Steak Diane is seriously good, an icon of a recipe that should not be forgotten. But who wants to stand over a stove while everyone is already at the table? Maybe that’s why the dish has waned in popularity.

Lanning’s apparently solved that problem, and I figured I could, too. It took a couple of batches, but I think I have come up with a decent make-ahead version of steak Diane sauce. It should keep in the refrigerator for at least a couple of weeks because of the acid it contains, so feel free to make a double batch.

The sauce may be used by itself over grilled steak, but it’s better when added to the pan after making pan-grilled steaks. Remove the cooked steaks from the pan, add the sauce and simmer, scraping up the browned bits on the bottom of the pan. Return the steaks to the pan and swirl in the sauce, then plate the steaks and pour the sauce over the meat.

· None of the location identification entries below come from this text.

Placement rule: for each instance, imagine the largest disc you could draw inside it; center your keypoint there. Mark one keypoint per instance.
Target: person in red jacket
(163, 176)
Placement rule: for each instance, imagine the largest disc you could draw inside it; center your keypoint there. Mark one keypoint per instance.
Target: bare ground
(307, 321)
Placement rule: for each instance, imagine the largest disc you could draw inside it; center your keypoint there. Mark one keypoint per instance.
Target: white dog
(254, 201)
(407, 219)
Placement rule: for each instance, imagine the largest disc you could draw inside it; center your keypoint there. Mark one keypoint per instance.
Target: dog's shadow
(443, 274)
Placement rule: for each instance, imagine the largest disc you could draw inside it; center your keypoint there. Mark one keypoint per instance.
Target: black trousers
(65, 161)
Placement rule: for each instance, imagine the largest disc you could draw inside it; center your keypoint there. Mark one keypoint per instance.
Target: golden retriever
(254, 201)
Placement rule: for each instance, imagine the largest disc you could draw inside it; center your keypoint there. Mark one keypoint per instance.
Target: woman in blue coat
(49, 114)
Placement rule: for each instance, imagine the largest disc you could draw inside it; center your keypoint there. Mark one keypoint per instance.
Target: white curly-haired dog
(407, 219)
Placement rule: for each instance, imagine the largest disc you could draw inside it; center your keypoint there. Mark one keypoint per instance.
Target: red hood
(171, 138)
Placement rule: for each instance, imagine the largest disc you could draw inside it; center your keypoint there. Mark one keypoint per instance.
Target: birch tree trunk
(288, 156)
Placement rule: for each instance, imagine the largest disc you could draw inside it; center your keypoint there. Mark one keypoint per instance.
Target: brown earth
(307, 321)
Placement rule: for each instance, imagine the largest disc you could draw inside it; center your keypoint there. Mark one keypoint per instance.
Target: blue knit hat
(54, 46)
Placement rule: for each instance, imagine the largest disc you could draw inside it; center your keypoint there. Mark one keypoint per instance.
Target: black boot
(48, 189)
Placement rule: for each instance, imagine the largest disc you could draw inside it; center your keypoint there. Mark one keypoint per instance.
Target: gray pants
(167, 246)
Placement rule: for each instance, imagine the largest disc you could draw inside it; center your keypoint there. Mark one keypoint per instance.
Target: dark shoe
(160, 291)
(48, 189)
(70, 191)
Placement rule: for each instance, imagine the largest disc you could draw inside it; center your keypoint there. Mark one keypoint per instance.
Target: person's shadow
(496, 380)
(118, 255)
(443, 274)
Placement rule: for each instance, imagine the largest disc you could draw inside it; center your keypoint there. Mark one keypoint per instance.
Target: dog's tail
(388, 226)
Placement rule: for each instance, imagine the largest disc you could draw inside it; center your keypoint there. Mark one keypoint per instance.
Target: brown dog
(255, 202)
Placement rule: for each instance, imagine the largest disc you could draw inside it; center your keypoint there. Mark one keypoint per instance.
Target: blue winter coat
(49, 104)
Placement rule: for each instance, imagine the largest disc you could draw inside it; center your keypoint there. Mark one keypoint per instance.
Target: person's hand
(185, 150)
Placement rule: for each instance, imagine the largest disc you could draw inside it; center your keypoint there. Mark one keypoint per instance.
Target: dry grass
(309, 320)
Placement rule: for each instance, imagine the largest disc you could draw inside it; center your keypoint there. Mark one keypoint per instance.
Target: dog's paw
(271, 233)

Tony didn’t say whether my sauce tastes like Lanning’s, but I know he liked it. As he flipped steaks on the grill Sunday he shouted to me in the kitchen, “Got any more of that sauce?”
No, but in a matter of minutes I made some.


2 tbsp. olive oil
1/4 cup minced shallots
1/4 cup Madeira
1 tbsp. Dijon mustard
1/2 tsp. Worcestershire sauce
1 cup rich beef broth
2 tbsp. fresh lemon juice

Heat oil in a small skillet or sauté pan. Sauté shallots until softened. Add Madeira and bring to a boil.

Simmer until liquid is reduce by half. Stir in mustard and Worcestershire sauce. Add beef broth and lemon juice and simmer for two minutes. Use immediately or cool, pour into a lidded container and refrigerate. Makes enough for 4 steaks.


* Few chefs have embraced the farm-to-table movement as enthusiastically as Ben Bebenroth, who actually leased a farm to supply his restaurant, Spice Kitchen + Bar in Cleveland. Beginning in June he will share this year’s chef-grown bounty with us at a farm stand at his Spice Acres Farm, 9570 Riverview Road in Brecksville.

I mention this because even at the height of summer it’s a gamble buying fruits and vegetables at produce stands and stores. Many have no connection to a farm and get trucked-in stuff from wholesalers. Wise consumers ask.

You won’t have to ask at Spice Acres, where eggs, vegetables, honey and flowers — the overflow the chef doesn’t use at his restaurant — will be sold from 9 a.m. to dusk Thursday through Sunday this summer. It is one of 11 leased farms in the Cuyahoga Valley National Park.

* Pizza love: For years I disdained thin-crust pizza as the spoil-sport Puritan cousin of lush, wanton, thick-crusted pies. No longer.

First I tasted a few crisp-crusted, imaginatively topped pizzas on vacation last summer in Colorado. Then I developed a craving for the brick-oven beauties at Pizza Fire (with several locations in Northeast Ohio), where thin disks of dough are topped and cooked in a matter of minutes while you watch.

Now I’m in act three of my obsession. Earth Fare, I discovered, sells fresh, unbaked 12-inch pizzas that crisp up beautifully in your home oven in about 10 minutes. Best of all, they cost just $10 and serve two, compared to the still-reasonable $9 or so personal pies at Pizza Fire.

I still love Rizzi’s bubbling, cheesy, thick-crust pizzas, and will no doubt return to them in time. But for now I’ll save a few bucks and a bunch of calories with my new fave from Earth Fare. Are there any other thin-crust pizzas I should try?

By the way, the area of Florida I visited in January is dotted with Pizza Fire-type places that proudly advertise their coal-fired ovens. Is it just me, or do other Northerners feel that “coal-fired” flavor is nothing to brag about?


From Sharon:
Have you ever used an Instant Pot? I am thinking about getting one but don’t know how useful it would be.

Dear Sharon: I haven’t but I plan to buy one soon. A fellow food writer swears by them. Mike Vrobel of Copley, who writes the popular Dad Cooks Dinner blog (see my list of favorites for the link), uses his Instant Pot as a pressure cooker to make quick after-work meals for his family. He even “baked” a cheesecake in one. l understand that the electric appliance also may be used as a rice cooker, slow cooker and steamer. They cost about $100 at discount stores.